In the string above, we have 3 variables. Each variable will reference a string in a localization table, which will then be used to replace the variable itself.
It's not be hard to build such a thing using using regex_iterator. Here's some code to get you going... #include <map> #include <iostream> #include <boost/xpressive/xpressive.hpp> using namespace boost; template<typename OutIter, typename OtherBidiIter, typename BidiIter, typename Format> inline OutIter regex_grep( OutIter out , OtherBidiIter begin_ , OtherBidiIter end_ , xpressive::basic_regex<BidiIter> const &re , Format format , xpressive::regex_constants::match_flag_type flags = xpressive::regex_constants::match_default ) { BidiIter begin = begin_, end = end_; xpressive::regex_iterator<BidiIter> it1(begin, end, re, flags), it2; bool yes_copy = !(flags & xpressive::regex_constants::format_no_copy); for(; it1 != it2; ++it1) { if(yes_copy) out = std::copy(begin, (*it1)[0].first, out); out = format(*it1, out); begin = (*it1)[0].second; } if(yes_copy) out = std::copy(begin, end, out); return out; } std::map<std::string, std::string> replacements; struct format { template<typename BidiIter, typename OutIter> OutIter operator()(xpressive::match_results<BidiIter> const &what, OutIter out) const { std::map<std::string, std::string>::const_iterator where = replacements.find(what[1].str()); if(where != replacements.end()) out = std::copy((*where).second.begin(), (*where).second.end(), out); return out; } }; int main() { replacements["X"] = "this"; replacements["Y"] = "that"; std::string input("\"$(X)\" has the value \"$(Y)\""), output; xpressive::sregex rx = xpressive::sregex::compile("\\$\\(([^\\)]+)\\)"); regex_grep(std::back_inserter(output), input.begin(), input.end(), rx, format()); std::cout << output << std::endl; return 0; } HTH, -- Eric Niebler Boost Consulting www.boost-consulting.com

On Fri, Mar 14, 2008 at 12:42 PM, Eric Niebler <eric@boost-consulting.com> wrote:
Robert Dailey wrote:
An example of a string that I'll be searching is below:
"This string $(variable1) has localized $(var2) text interleaved for no $(reason)"

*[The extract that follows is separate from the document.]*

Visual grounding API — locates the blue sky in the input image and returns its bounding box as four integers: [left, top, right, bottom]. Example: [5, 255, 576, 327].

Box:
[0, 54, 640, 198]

In the string above, we have 3 variables. Each variable will reference a string in a localization table, which will then be used to replace the variable itself.
It's not be hard to build such a thing using using regex_iterator. Here's some code to get you going...

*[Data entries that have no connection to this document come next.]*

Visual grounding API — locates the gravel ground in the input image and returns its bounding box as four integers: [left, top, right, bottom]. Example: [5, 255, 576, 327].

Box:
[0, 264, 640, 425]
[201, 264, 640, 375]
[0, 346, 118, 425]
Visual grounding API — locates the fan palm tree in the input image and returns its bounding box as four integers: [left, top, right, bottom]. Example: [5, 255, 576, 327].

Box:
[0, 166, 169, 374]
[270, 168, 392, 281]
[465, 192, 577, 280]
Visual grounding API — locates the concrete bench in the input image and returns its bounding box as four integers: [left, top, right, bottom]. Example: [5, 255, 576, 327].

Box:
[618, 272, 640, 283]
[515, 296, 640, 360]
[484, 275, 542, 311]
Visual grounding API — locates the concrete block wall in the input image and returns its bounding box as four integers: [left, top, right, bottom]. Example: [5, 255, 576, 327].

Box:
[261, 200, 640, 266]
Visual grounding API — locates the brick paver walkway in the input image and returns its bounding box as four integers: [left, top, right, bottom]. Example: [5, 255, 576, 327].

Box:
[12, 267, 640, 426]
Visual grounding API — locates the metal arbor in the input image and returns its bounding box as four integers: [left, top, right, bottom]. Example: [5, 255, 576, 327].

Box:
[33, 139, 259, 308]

#include <map> #include <iostream> #include <boost/xpressive/xpressive.hpp> using namespace boost;
<snip>
HTH,
-- Eric Niebler Boost Consulting www.boost-consulting.com
Thank you very much for helping. I wouldn't go as far as to say it isn't hard, because that looks very hard IMHO. I was hoping for something a little more intuitive and built-in. Instead of going through all of that work I will probably first try to find a different third party regular expression library that can automate this task for me so that I can keep my code a little cleaner and focus on the actual task. I know that other regex libraries in other languages provide such a feature. Perhaps in the future Boost.Xpressive can be extended to provide this behavior. You could simply create a version of regex_replace() that takes a functor as the replacement instead of a string. Again, I appreciate the help and I will use your code example as a reference in the future if I ever decide to come back to this.

Robert Dailey wrote:
Thank you very much for helping. I wouldn't go as far as to say it isn't hard, because that looks very hard IMHO. I was hoping for something a little more intuitive and built-in. Instead of going through all of that work I will probably first try to find a different third party regular expression library that can automate this task for me so that I can keep my code a little cleaner and focus on the actual task.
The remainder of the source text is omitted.